UNC tried desperately to counter with a score but was continuously on offense.

McNeese State continued to move the ball — both on the ground and through the air — but the Bears were able to limit the rest of the damage to just a field goal.

Second Quarter: McNeese State 10, UNC 0

After a troublesome performance early by the Bears defense, it strengthened and allowed no more points for the rest of the game.

But while the defense improved, the offense continued to struggle to find its footing.

The Bears tried to get the run game started on numerous occasions, but the offensive line’s youth became evident. The big guys in the trenches were not able to create the running lanes needed.
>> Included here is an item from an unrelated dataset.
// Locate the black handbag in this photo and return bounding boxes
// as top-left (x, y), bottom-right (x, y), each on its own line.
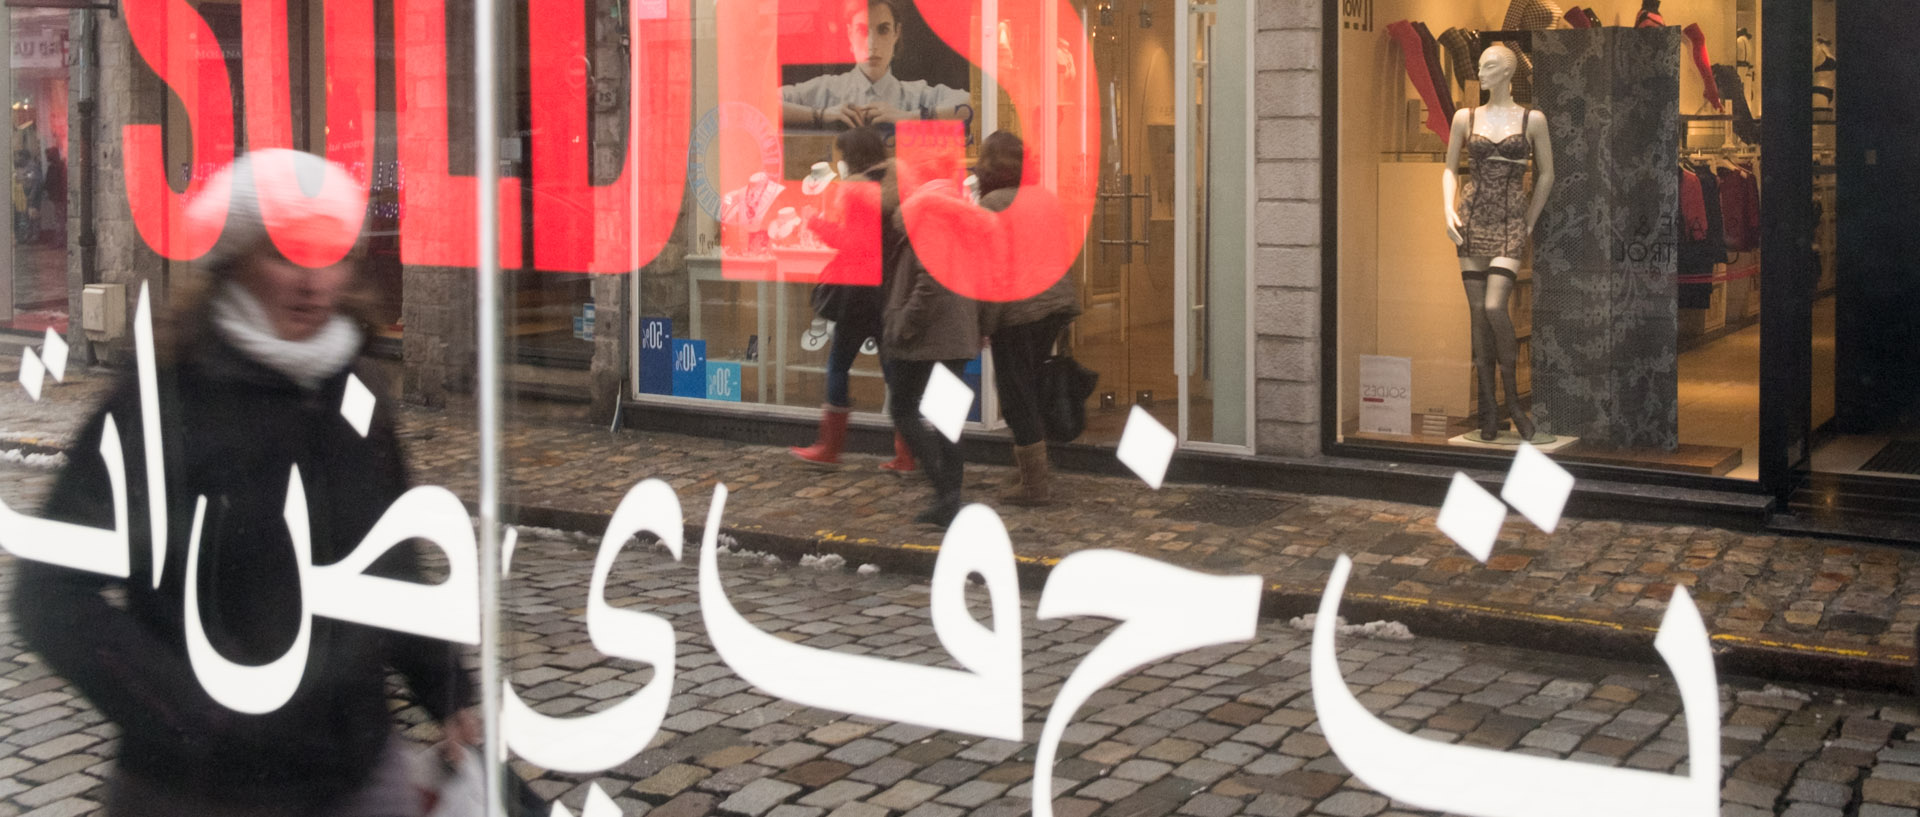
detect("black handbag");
top-left (1039, 352), bottom-right (1099, 444)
McNeese’s next drive brought them all the way to the UNC 4 yard line before it stalled. The Cowboys went for it on fourth and Goal, with Tabary attempting a quarterback draw to the left, but the UNC defense held strong and drove him back into the grass.

That stop gave the crowd an incredible burst of enthusiasm that could not be contained.

Unfortunately, the enthusiasm would be thwarted on UNC’s next drive. The offense seemed to start clicking well until an errant pass up the middle was intercepted and McNeese State returned it for a touchdown.

The somber Bears were not defeated, but certainly discouraged heading into halftime.

Third Quarter: McNeese State 17, UNC 0

University of Northern Colorado defensive lineman Keenan Leary chases down McNeese State quarterback James Tabary as he attempts to throw in a Sept. 1 game at Nottingham Field in Greeley. Photo courtesy of uncbears.com

The third was the quarter of missed opportunity for both teams. McNeese’s drives would consist of a punt, blocked field goal, and a fumble after UNC’s defense really found themselves.

The Bear’s offense saw sparks of life, but was only able to produce two drives within field goal range, and both attempts failed.

Collin Root, who was a hero last season setting a school record with a 56-yard field goal as time expired against Idaho State, just could not connect with anything other than the PATs.

4th Quarter: McNeese State 17, UNC 0

It was now or never for UNC. Step up or lose.

The Bears made huge strides in the right direction with a great touchdown drive to open the quarter. They steadily moved down the field, picking up yardage on the ground and through the air.

Knipp threw a good ball to Patrick Stephens, who did the rest himself, juking a defender to open up the field and score.

The Bears were finally on the board.

“17 points down we still felt like we had a chance,” Knipp said. “Defense was doing their job and making stops. We had a couple drives going and it was self inflicted.

“Whether it was penalties or missed assignments or whatever it may be, we hurt ourselves.”

The next drive McNeese State was gaining momentum until Sherand Boyd Jr. picked off Tabary. As he was being tackled he pitched the ball to Michael Walker who ran for the touchdown.

The Bears would force a McNeese State turnover on downs, leaving the Bears one drive to make a comeback. They got to midfield, but Knipp threw his second interception of the game.

UNC forced McNeese State to punt and got four more downs to use. They used all four, but were unable to prevail.

“I think the players really tried hard this game,” Bears coach Earnest Collins Jr., said. … “We know what we have to work on and improve in practice.”

The Mirror’s Keys to the Game Checklist


Establish the run? No. Trae Riek and Milo Hall both had production troubles.

Offensive line protection? Needs work. The first half was night and second half was day. Spread the ball around? Yes. Knipp did well at trying to use every position.


Stop the run? No. Justin Pratt had his way with the defense most of the day.

Contain Lawayne Ross? Yes! Negative three receiving yards is exceptional.

Third down efficiency? Yes. 5/15 is good, but the Bears own was only 3/15.